What is faster: double or float? For a long time, I’ve been simply using floats - I thought they’re faster and smaller than doubles… it is also an obvious choice in graphics programming.

But what about doubles? Are they that bad? It seems that the answers is not that obvious!

## The Tests

Here’s my test scenario:

• Allocate `ARR\SIZE` numbers
• Initialize elements with a simple pattern
• Compute some value, use different arithmetic operations
`````` // test float:
float *floatArray = (float *)malloc(ARR\SIZE * sizeof(float));
START_TIME();
for (int i = 0; i < ARR_SIZE; ++i)
{
floatArray[i] = (float)(i*i)/100.0f;
}

for (int i = 0; i < ARR_SIZE; ++i)
{
float temp = 0.0f;
for (int j = 0; j < NUM_ITER; ++j)
{
temp += floatArray[j]*2.0f;
}
temp = sqrtf(temp);
floatArray[i] = temp;
}
END_TIME();

free(floatArray);
``````

And the double code:

``````// test double:
double *doubleArray = (double *)malloc(ARR_SIZE * sizeof(double));
START_TIME();
for (int i = 0; i < ARR_SIZE; ++i)
{
doubleArray[i] = (double)(i*i)/100.0;
}

for (int i = 0; i < ARR_SIZE; ++i)
{
double temp = 0.0;
for (int j = 0; j < NUM_ITER; ++j)
{
temp += doubleArray[j]*2.0;
}
temp = sqrt(temp);
doubleArray[i] = temp;
}

END_TIME();

free(doubleArray);
``````

## The Results

``````Core 2 Duo T7300 @2.0Ghz
Visual Studio 2008, Release, /Ox, /fp:precise

processing float: 308 msec
processing double: 92 msec

Release, /Ox, /fp:precise, /arch:SSE2

processing float: 307 msec
processing double: 96 msec

Release, /Ox, /fp:fast, /arch:SSE2

processing float: 111 msec
processing double: 93 msec
``````

Wow… what a huge difference between standard version and SSE2! And moreover it seems that double type is sometimes even triple times faster that single precision!

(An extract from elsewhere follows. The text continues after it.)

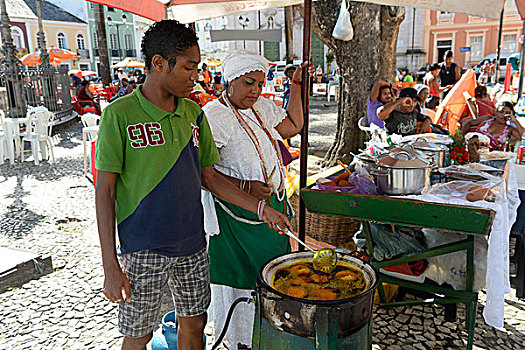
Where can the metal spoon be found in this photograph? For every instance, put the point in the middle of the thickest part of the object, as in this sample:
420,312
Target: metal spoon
325,259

Worth considering… and worth more and proper testing!

## The Reason

the main problem: conversions

Below there is asm code generated by VS (Release, /Ox, /fp:precise, /arch:SSE2):

``````// for float
; 35 : for (int j = 0; j < NUM_ITER; ++j)
; 36 : { ; 37 : temp += floatArray[j]*2.0f;
movss xmm3,
DWORD PTR [eax-8] **cvtps2pd** xmm3,
xmm3 cvtss2sd xmm1,
xmm1 mulsd xmm3,
xmm1 xorps xmm1,
xmm1 cvtpd2ps xmm1,
xmm3 movss xmm3,
DWORD PTR [eax-4] ...
``````

And for `double`:

``````// for double
; 59 : for (int j = 0; j < NUM_ITER; ++j)
; 60 : { ; 61 : temp += doubleArray[j]*2.0;
movsd xmm3,
QWORD PTR [eax-16] mulsd xmm3,
Listing for floats is longer because of `cvtps2pd` and `cvtss2sd` instructions that converts single floating point value into double precision floating point value… and the reverse way.